Some of you will be aware that it was Sally’s birthday earlier this week and being the devoted husband he is Malcolm arranged for her to go out birdwatching with a few friends – it was that or the ballet.
We originally intended to go to Conyer, but as the weather was rather grey, wet and windy we went to Oare instead where we could use the hides for shelter. On a quickly rising tide we browsed along the mud by the sea wall, this was providing good feeding for black-tailed godwit, redshank, curlew and dunlin. Further along, near the hide there were large numbers of avocets. As we walked along, with the tide coming in large numbers of birds were flying over us and on to the pool on the reserve. A cetti’s warbler was calling from bushes near the path – only just audible over the noise of the wind.
A swift flew over our heads, soon followed by kestrel and
cormorant. From the hide Sally saw a fin breaking the surface, she and Malcolm followed it as it continued up-river, but the rest of us didn’t see it. On the creek more avocet were gathering, with bar-tailed godwit on the far side. Several others flew over so we knew that we needed to check the large raft of waders when we got to the second hide. Knot and oystercatchers worked their way along the mud. Black-headed and herring gull were also using the incoming tide to feed. A sandwich tern flew over our heads and disappeared into the throng of gulls where the pool nears the road.

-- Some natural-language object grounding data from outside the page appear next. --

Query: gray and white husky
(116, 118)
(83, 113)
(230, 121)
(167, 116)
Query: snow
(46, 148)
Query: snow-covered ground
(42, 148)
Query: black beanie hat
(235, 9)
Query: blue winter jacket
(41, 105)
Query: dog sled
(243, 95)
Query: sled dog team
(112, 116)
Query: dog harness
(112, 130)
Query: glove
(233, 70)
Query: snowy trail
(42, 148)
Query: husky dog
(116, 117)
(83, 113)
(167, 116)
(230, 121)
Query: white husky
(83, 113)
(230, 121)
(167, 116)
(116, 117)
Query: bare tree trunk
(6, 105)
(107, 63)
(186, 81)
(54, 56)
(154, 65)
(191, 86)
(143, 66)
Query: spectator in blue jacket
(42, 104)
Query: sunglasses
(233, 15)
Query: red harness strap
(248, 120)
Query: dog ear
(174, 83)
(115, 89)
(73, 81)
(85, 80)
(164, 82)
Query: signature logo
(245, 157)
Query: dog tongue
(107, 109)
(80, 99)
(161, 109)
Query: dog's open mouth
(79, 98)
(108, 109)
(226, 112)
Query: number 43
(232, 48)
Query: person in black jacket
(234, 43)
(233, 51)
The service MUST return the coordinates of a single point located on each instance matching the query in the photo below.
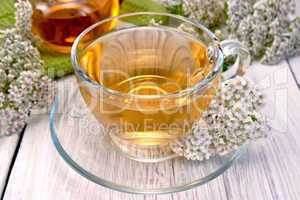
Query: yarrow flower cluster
(232, 119)
(266, 27)
(22, 83)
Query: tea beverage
(59, 22)
(147, 74)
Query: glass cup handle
(239, 54)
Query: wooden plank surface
(295, 62)
(270, 168)
(7, 149)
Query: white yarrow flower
(232, 119)
(22, 83)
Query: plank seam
(12, 163)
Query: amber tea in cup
(147, 84)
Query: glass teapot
(56, 23)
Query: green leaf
(57, 65)
(176, 9)
(7, 10)
(130, 6)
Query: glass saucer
(82, 143)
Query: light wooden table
(31, 168)
(270, 168)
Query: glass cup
(150, 78)
(56, 23)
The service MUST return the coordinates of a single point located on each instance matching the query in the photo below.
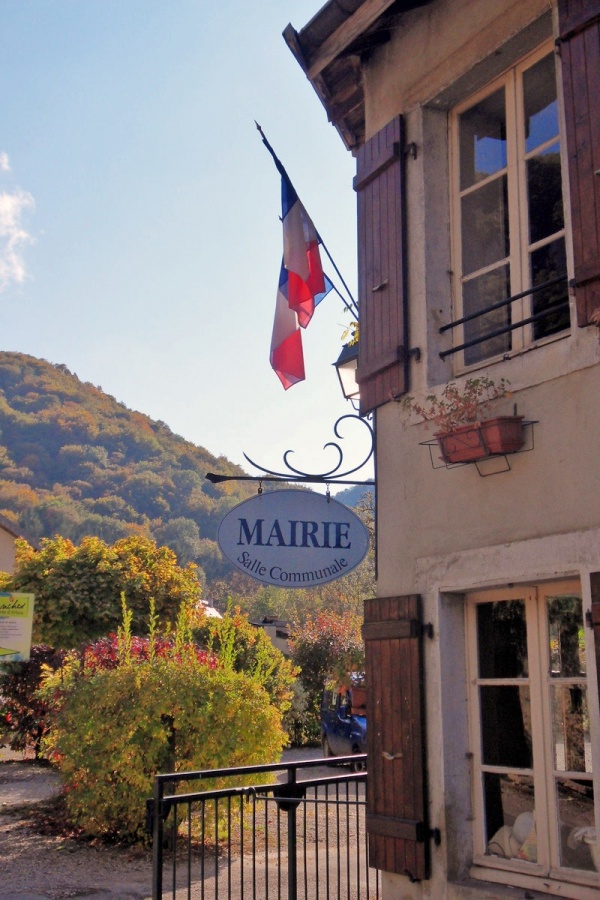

The “ping” of bearded tit drew us to a small bundle of feathers with a long tail skimming over the reeds in an attempt to land despite the strong wind – it wasn’t the most elegant of landings. Yellow wagtail, ringed plover, coot and teal were on the pool, and on one of the islands a strange coppery yellow bird which needed closer inspection. It turned out to be a “blonde” starling, one of those abberations of pigment that crops up every so often. When the group of starlings took flight it stood out well against it’s more usual companions.
A small group of goldfinch flew around, little grebe were diving, and two small waders arrived at speed. They were golden plover, near where they had landed the sandwich tern was spotted – well camoflagued in with the black-headed gulls.
It was time for lunch and the Shipwright’s Arms called us. After a fine lunch and a toast to the birthday girl we decided that a short walk along the creek wall would be in order. Sea aster was in flower, and a pollen laden bee was taking full advantage of these few flowers. As we moved further along the creek we saw several yellow wagtail and three wheatear, standing up on tussocks giving them a good vantage point to check the surrounding area.
As we had no chance of seeing as many birds as Sally’s years – due to our expertise I might add, not the number of Sally’s years – we decided that it was now time to wend our way home.
Shame about the ballet, but I think Sally enjoyed herself.